Clearly, the TD method produces better results under the same parameters. This demonstrates that TD typically converges much faster than the MC method, as it updates estimates at every step rather than waiting until the end of an episode. However, there is no one-size-fits-all algorithm—TD methods also have their limitations, such as potential bias due to bootstrapping.
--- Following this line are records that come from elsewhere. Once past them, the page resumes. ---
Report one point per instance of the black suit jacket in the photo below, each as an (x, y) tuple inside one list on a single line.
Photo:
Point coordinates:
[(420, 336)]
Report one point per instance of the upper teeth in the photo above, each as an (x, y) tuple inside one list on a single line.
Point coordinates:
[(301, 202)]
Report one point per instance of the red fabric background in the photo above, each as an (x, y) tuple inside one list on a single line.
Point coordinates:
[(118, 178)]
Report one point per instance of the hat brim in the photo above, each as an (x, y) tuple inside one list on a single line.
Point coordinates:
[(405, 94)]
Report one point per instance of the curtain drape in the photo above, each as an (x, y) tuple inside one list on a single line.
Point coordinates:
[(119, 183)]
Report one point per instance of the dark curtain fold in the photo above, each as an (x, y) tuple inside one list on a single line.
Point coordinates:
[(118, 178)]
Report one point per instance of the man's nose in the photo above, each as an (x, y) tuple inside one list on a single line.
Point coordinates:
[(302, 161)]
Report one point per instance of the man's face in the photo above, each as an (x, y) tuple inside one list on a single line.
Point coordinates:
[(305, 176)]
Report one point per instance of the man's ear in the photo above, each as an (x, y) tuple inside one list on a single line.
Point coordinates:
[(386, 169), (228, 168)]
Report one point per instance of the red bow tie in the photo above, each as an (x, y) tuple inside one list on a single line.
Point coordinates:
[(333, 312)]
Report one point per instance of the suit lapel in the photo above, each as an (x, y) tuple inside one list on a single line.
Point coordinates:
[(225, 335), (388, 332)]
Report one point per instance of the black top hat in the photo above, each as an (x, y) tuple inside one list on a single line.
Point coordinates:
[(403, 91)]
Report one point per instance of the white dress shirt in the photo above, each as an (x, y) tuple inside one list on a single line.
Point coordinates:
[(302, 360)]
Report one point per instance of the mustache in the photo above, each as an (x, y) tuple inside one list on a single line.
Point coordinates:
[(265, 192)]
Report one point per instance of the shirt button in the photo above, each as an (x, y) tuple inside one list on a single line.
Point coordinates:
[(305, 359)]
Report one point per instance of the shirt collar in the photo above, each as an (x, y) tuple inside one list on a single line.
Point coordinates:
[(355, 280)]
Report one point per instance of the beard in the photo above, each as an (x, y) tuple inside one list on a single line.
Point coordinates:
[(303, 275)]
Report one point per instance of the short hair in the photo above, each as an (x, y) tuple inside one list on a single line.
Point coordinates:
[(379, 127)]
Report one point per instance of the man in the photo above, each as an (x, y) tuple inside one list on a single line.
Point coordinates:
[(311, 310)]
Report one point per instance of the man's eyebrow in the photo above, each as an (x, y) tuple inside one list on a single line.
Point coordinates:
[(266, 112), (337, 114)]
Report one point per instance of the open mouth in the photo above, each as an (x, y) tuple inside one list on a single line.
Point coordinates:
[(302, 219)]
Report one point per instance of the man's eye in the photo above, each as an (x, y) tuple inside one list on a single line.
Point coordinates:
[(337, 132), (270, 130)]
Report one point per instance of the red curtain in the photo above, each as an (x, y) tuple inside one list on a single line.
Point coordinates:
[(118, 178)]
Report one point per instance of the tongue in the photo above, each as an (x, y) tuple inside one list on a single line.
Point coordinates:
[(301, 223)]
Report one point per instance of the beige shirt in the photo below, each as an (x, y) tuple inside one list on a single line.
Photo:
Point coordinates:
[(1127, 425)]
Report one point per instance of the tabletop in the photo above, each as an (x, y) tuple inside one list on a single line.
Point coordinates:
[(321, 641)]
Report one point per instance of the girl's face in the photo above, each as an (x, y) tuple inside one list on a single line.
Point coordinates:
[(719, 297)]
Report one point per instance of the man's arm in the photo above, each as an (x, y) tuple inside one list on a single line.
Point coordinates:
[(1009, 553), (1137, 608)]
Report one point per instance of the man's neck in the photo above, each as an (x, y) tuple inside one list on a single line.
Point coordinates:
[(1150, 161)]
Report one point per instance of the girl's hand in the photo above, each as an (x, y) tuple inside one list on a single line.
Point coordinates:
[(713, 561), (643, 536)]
Ultimately, choosing between TD and MC methods (or blending them with TD(λ)) depends on the specific problem, environment characteristics, and what kind of trade-offs the practitioner is willing to accept. Understanding the strengths and weaknesses of each approach is essential for making the right choice.
Conclusion
TD methods, including TD(0) and TD(λ), are foundational in RL, offering a powerful, model-free approach to learning value functions or policies from experience. By updating predictions based on the TD error, they balance the immediate feedback of dynamic programming and the long-term perspective of Monte Carlo methods.
TD(0) is simple and effective for single-step updates, while TD(λ) generalizes this by incorporating multi-step updates via eligibility traces which we will talk in another post, improving efficiency and flexibility.
When paired with deep neural networks, TD methods use the squared TD error as an objective function, enabling scalable learning in complex tasks. Despite challenges like sensitivity to hyperparameters and potential instability with function approximation, TD methods remain versatile and widely used due to their incremental learning, adaptability to non-episodic tasks, and ability to handle sequential decision-making problems effectively.